Wait for `/health` to respond:

```bash
for i in 1 2 3 4 5 6 7 8 9 10; do
    curl -fsS 'http://127.0.0.1:8100/health' \
        && break || { echo "not ready ($i/10)"; sleep 3; }
done
```

### Step 7. Verify the drill marker is gone

```bash
curl -fsS 'http://127.0.0.1:8100/health' | python3 -m json.tool
# memory_count should equal the Step 2 baseline, NOT baseline + 1
```

You can also list the drill-project memories directly:

```bash
curl -fsS 'http://127.0.0.1:8100/memory?project=drill' | python3 -m json.tool
# should return an empty list — the DRILL-MARKER memory was rolled back
```

For a semantic-retrieval cross-check, issue a query (the `/query`
endpoint takes `prompt`, not `query`):

```bash
curl -fsS -X POST 'http://127.0.0.1:8100/query' \
    -H 'Content-Type: application/json' \
    -d '{"prompt": "DRILL-MARKER drill marker", "top_k": 5}' \
    | python3 -m json.tool
# should not return the DRILL-MARKER memory in the hits
```

If the marker is gone and `memory_count` matches the baseline, the
drill **passed**. The runtime store has a trustworthy rollback.
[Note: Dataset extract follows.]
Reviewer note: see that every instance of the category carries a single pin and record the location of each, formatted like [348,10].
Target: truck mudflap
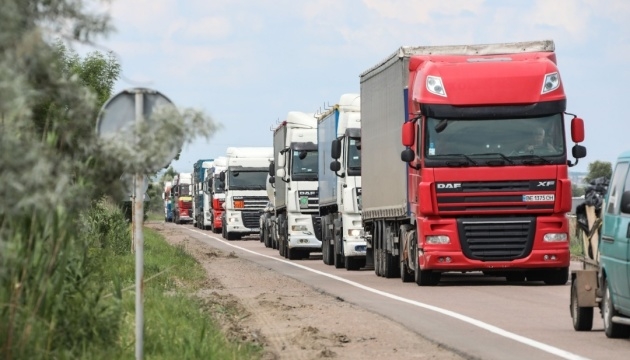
[354,247]
[585,282]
### Step 8. (Optional) Clean up the safety snapshot

If everything went smoothly you can leave the pre-restore safety
snapshot on disk for a few days as a paranoia buffer. There's no
automatic cleanup yet — `list_runtime_backups()` will show it, and
you can remove it by hand once you're confident:

```bash
rm -rf /srv/storage/atocore/backups/snapshots/<pre_restore_stamp>
```

## Failure modes and recovery

### Restore reports `restored_integrity_ok: false`

The copied db failed `PRAGMA integrity_check`. Do **not** start
the service. This usually means either the source snapshot was
itself corrupt (and `validate_backup` should have caught it — file
a bug if it didn't), or the copy was interrupted. Options:

1. Validate the source snapshot directly:
   `python -m atocore.ops.backup validate <STAMP>`
2. Pick a different, older snapshot and retry the restore.
3. Roll the db back to your pre-restore safety snapshot.

### The live container won't start after restore

Check the container logs:

```bash
cd /srv/storage/atocore/app/deploy/dalidou
docker compose logs --tail=100 atocore
```

Common causes:

- Schema drift between the snapshot and the current code version.
  `_apply_migrations` in `src/atocore/models/database.py` is
  idempotent and should absorb most forward migrations, but a
  backward restore (running new code against an older snapshot)
  may hit unexpected state. The migration only ADDs columns, so
  the opposite direction is usually safe, but verify.
- Chroma and SQLite disagreeing about what chunks exist. The
  backup captures them together to minimize this, but if you
  restore SQLite without Chroma (`--no-chroma`), retrieval may
  return stale vectors. Re-ingest if this happens.

### The drill marker is still present after restore

Something went wrong. Possible causes:

- You restored a snapshot taken AFTER the drill marker was
  written (wrong stamp).
- The service was writing during the drill and committed the
  marker before `docker compose down`. Double-check the order.
- The restore silently skipped the db step. Check the restore
  output for `db_restored: true` and `restored_integrity_ok: true`.

Roll back to the pre-restore safety snapshot and retry with the
correct source snapshot.

## When to run this drill

- **Before** enabling any new write-path automation (auto-capture,
  automated ingestion, reinforcement sweeps, scheduled extraction).
- **After** any change to `src/atocore/ops/backup.py` or the
  schema migrations in `src/atocore/models/database.py`.
- **After** a Dalidou OS upgrade or docker version bump.
- **Monthly** as a standing operational check.

Record each drill run (pass/fail) somewhere durable — even a line
in the project journal is enough. A drill you ran once and never
again is barely more than a drill you never ran.